Оглушительный крик разорвал ночь, и Годелот вскочил с койки, спотыкаясь о лежащие на полу сапоги. Отшвырнул их ногой и ринулся в непроглядную темноту комнаты на звук хриплого дыхания.
— Пеппо… — Он сжал ладонями вздрагивающие плечи, облепленные мокрой рубашкой.
— Не зажигай огня, — рвано всхлипнула темнота, — не зажигай!..
— Я не зажигаю. Тише, тише. Все хорошо, успокойся.
…Это были ужасные дни и еще худшие ночи. В день похорон полковника Годелот, глядя в каменно-серое лицо друга, категорически заявил, что в особняке герцогини ему оставаться невозможно, а потому им лучше снова поселиться вдвоем.
Пеппо не стал спорить, даже не особо делая вид, что повелся на нехитрые отговорки шотландца. Ободренный его покладистостью, Годелот пошел дальше и предложил устроиться в маленькой траттории на тихой улочке, проходящей у самой границы Сан-Поло и Дорсодуро.

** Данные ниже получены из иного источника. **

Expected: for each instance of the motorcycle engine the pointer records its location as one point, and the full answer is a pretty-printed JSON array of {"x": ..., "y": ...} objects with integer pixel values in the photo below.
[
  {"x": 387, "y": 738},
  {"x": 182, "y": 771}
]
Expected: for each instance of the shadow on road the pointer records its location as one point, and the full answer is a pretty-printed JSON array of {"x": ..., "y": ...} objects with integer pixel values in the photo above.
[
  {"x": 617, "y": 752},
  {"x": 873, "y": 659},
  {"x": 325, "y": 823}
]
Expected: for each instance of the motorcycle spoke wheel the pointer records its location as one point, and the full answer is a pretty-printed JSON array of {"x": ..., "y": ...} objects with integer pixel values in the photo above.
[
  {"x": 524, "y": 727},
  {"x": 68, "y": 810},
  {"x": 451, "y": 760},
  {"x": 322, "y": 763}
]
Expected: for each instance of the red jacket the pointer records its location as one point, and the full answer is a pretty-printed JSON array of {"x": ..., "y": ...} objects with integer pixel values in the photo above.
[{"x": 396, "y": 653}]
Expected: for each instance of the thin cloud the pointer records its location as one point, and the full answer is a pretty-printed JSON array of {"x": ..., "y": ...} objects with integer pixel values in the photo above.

— Как хочешь, — невыразительно отозвался Пеппо. Поколебался минуту, поправил плотную черную повязку на глазах и обернулся к другу: — Лотте, ты меня в дурака не ряди. Я понимаю, ты боишься оставлять меня одного. И ты, наверное, прав. Только вот что. У меня осталось около восьми дукатов. Я отдам их тебе, распоряжайся ими сам. Но не давай мне денег. Ни медяка. И к вину не подпускай. Если ухитрюсь надраться — просто избей меня, чтобы два дня ног не таскал. У меня все нутро навыворот. Я не знаю, на что способен. Я должен лишить себя возможностей наломать дров. Флейту оставь у себя и сделай так, чтобы я не знал, где она.
Годелот лишь кивнул:
— Доверься мне.
И начался ад. Несгибаемый Пеппо, не умевший принимать помощи и никогда не просивший пощады, сорвался в бездну. После одиннадцати лет слепоты он обрел зрение в огненном кошмаре, и кошмар этот следовал теперь за ним по пятам.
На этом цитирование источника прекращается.